CATARSIS
Ni en su peor pesadilla habría
imaginado Ricardo que al apearse del autobús aquella noche concurriría tal
cúmulo de despropósitos. Que la suela de sus zapatos estuviera lisa por el
desgaste, que no parase de llover, que hubiese un cerco de aceite justo en la
rampa que bajaba hasta su edificio y que la luz de la farola que alumbraba la
acera estuviese fundida provocaron, en ese aciago instante, que al apretar el
paso para no calarse pisara la mancha, resbalase y cayese hacia atrás, golpeándose
la cabeza contra el asfalto. Un golpe seco. «Estoy muerto» asumió tendido
todo lo largo que era en el suelo.
«Uno no se muere todos los días,
¿cómo será esto?», pensó aturdido. Y como hay mucha mística y mucha
superchería al respecto, esperó atento los acontecimientos. Al poco rato, unas
luces de colores se encendieron. Eran cuadraditos grises, un redondel en medio
y más colorines dentro. «La Carta de Ajuste», se dijo en su desvarío. «Va a ser cierto
que ves la vida en imágenes al morir». Y entre abrumado e incrédulo, aguardó a
que empezara la programación.
Mientras iba pasando el tiempo sin que
ocurriera nada, imaginó unas escenas que no vería y que ya no podrían ser: ir
de visita los domingos a la residencia donde estaba ingresada su madre y
dejarla ganar al parchís, leer un cuento por las noches al pequeño, ayudar a la
mayor con el inglés, besar a Laura en el cuello, donde tanto le gustaba, como
aquella primera vez…
Pero lo que sucedió a continuación fue que
empezaron a diluirse los colores y a desdibujarse el icónico diseño.
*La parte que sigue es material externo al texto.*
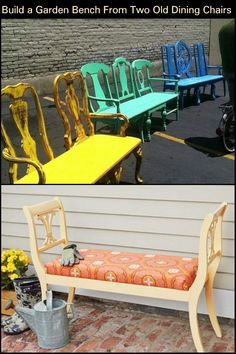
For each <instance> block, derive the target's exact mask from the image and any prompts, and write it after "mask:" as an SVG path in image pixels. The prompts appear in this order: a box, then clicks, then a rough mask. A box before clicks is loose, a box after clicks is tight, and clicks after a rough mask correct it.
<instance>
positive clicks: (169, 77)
mask: <svg viewBox="0 0 236 354" xmlns="http://www.w3.org/2000/svg"><path fill="white" fill-rule="evenodd" d="M163 76H164V78H168V79H169V80H179V79H181V75H179V74H166V73H163ZM173 76H174V79H173Z"/></svg>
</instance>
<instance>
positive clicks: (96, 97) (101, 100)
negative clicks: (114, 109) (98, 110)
mask: <svg viewBox="0 0 236 354" xmlns="http://www.w3.org/2000/svg"><path fill="white" fill-rule="evenodd" d="M88 98H89V99H90V100H93V101H100V102H112V103H115V105H116V107H117V113H119V112H120V101H119V100H117V99H115V98H99V97H95V96H90V95H88Z"/></svg>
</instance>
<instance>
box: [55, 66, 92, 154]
mask: <svg viewBox="0 0 236 354" xmlns="http://www.w3.org/2000/svg"><path fill="white" fill-rule="evenodd" d="M53 90H54V101H55V104H56V109H57V111H58V114H59V116H60V117H61V119H62V121H63V125H64V141H65V146H66V149H67V150H69V149H70V148H71V147H72V146H73V145H74V141H73V134H72V133H73V132H72V128H71V124H73V126H74V133H75V142H76V143H78V142H79V141H81V140H83V139H84V138H86V137H87V135H93V134H94V126H93V123H92V122H91V120H90V119H89V109H88V99H87V93H86V88H85V82H84V79H83V76H82V74H81V73H80V72H79V71H75V72H67V73H64V74H60V75H57V76H56V77H55V79H54V82H53ZM71 122H72V123H71Z"/></svg>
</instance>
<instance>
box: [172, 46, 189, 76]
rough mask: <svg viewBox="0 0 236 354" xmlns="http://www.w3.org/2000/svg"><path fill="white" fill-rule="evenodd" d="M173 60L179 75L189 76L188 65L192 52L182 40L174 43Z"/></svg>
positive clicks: (182, 75)
mask: <svg viewBox="0 0 236 354" xmlns="http://www.w3.org/2000/svg"><path fill="white" fill-rule="evenodd" d="M175 60H176V68H177V73H178V74H179V75H180V76H181V77H185V76H187V77H191V76H192V75H191V73H190V67H191V64H192V53H191V50H190V48H189V47H188V46H187V44H186V43H184V42H183V41H177V42H176V43H175Z"/></svg>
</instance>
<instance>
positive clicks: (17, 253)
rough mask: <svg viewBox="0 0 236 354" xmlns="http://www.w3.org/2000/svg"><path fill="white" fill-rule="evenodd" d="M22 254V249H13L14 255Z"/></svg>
mask: <svg viewBox="0 0 236 354" xmlns="http://www.w3.org/2000/svg"><path fill="white" fill-rule="evenodd" d="M22 254H23V251H21V250H15V255H16V256H21V255H22Z"/></svg>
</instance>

Notó
entonces Ricardo en la boca el sabor dulce de la lluvia mezclado con el salado
de sus lágrimas y un hormigueo que, desde los dedos de las manos y los pies,
iba recorriendo su cuerpo hasta llegar al cerebro. El tiempo que tardó en
recobrarse de la conmoción, levantarse del suelo, caminar mareado hasta el
portal, meter la llave en la cerradura y dirigirse a la cocina donde estaba
Laura para besarle con ternura el cuello, se le hizo eterno.